Metal and metal oxide NPs like Ag, Au, Ga, FeO, ZnO, TiO, MgO, and CuO act as promising antimicrobial agents. Bi-metallic or multimetallic nanostructures such as hybrid, core–shell, or alloy structures like FePd, AuPd, CuPd, PtPd, AuFeAg, and FeAgPt enhance antimicrobial activities and catalytic performance. For this reason, it is necessary to find an alternative method to combat multidrug resistance pathogens by using EO encapsulation with suitable metal or metal oxide NPs or combination of EOs with different bi- and tri-metallic NPs. The present study revealed more information on the extraction methods, chemical composition, nano-encapsulation, and antimicrobial activities of EOs and antimicrobial potential of some metal and metal oxide NPs. The future biotechnological perspective to stabilize EOs using nanostructured materials might establish a valuable prerequisite for obtaining functionalized materials with modified surface, inhibitory effects and ability to adhere on the microorganisms for targeting and/or controlled release.

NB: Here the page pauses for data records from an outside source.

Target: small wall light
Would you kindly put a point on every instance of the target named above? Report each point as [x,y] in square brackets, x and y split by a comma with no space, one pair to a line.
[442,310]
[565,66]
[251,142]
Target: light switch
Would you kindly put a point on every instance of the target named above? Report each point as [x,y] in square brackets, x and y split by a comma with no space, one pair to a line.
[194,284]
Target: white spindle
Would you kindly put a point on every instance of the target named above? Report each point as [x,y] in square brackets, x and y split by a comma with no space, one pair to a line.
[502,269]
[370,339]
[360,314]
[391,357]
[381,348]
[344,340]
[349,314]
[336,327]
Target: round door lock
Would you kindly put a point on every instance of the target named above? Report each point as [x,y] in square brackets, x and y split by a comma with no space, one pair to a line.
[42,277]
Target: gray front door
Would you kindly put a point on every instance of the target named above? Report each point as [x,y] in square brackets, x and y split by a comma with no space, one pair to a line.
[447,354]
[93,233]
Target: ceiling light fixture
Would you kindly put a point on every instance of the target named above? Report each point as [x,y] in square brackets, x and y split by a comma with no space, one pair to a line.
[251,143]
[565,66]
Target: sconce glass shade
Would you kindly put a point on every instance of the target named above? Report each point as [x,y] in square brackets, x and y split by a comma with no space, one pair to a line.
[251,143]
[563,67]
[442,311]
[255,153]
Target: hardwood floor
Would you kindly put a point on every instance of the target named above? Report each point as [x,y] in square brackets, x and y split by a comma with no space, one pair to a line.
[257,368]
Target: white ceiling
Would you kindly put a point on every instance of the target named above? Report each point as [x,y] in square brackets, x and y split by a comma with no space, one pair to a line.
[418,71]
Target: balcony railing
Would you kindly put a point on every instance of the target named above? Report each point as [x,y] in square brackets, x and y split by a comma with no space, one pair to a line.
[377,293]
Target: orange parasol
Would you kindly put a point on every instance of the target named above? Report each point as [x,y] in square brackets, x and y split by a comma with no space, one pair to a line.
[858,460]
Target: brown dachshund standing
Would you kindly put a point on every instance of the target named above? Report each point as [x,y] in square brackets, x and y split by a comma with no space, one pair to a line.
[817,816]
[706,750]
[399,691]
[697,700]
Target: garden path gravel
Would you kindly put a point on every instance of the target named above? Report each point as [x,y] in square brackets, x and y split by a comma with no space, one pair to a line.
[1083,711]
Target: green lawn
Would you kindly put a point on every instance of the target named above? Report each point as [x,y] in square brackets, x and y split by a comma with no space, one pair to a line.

However, more research is required to explore the mechanism of individual essential oil components along with bi- and tri-metallic NPs with an initiation in systematically conduct experiments on the synergistic mechanisms among different components. Therefore, new or alternative strategies for EOs with bi- and tri-metallic NPs and synergistic studies can provide an interesting platform in the future to combat multidrug resistance pathogens with greater activity. In addition, it is necessary to control the toxicity, risk assessment, and safety aspects, and to avoid the passage of such nanomaterials into the human body.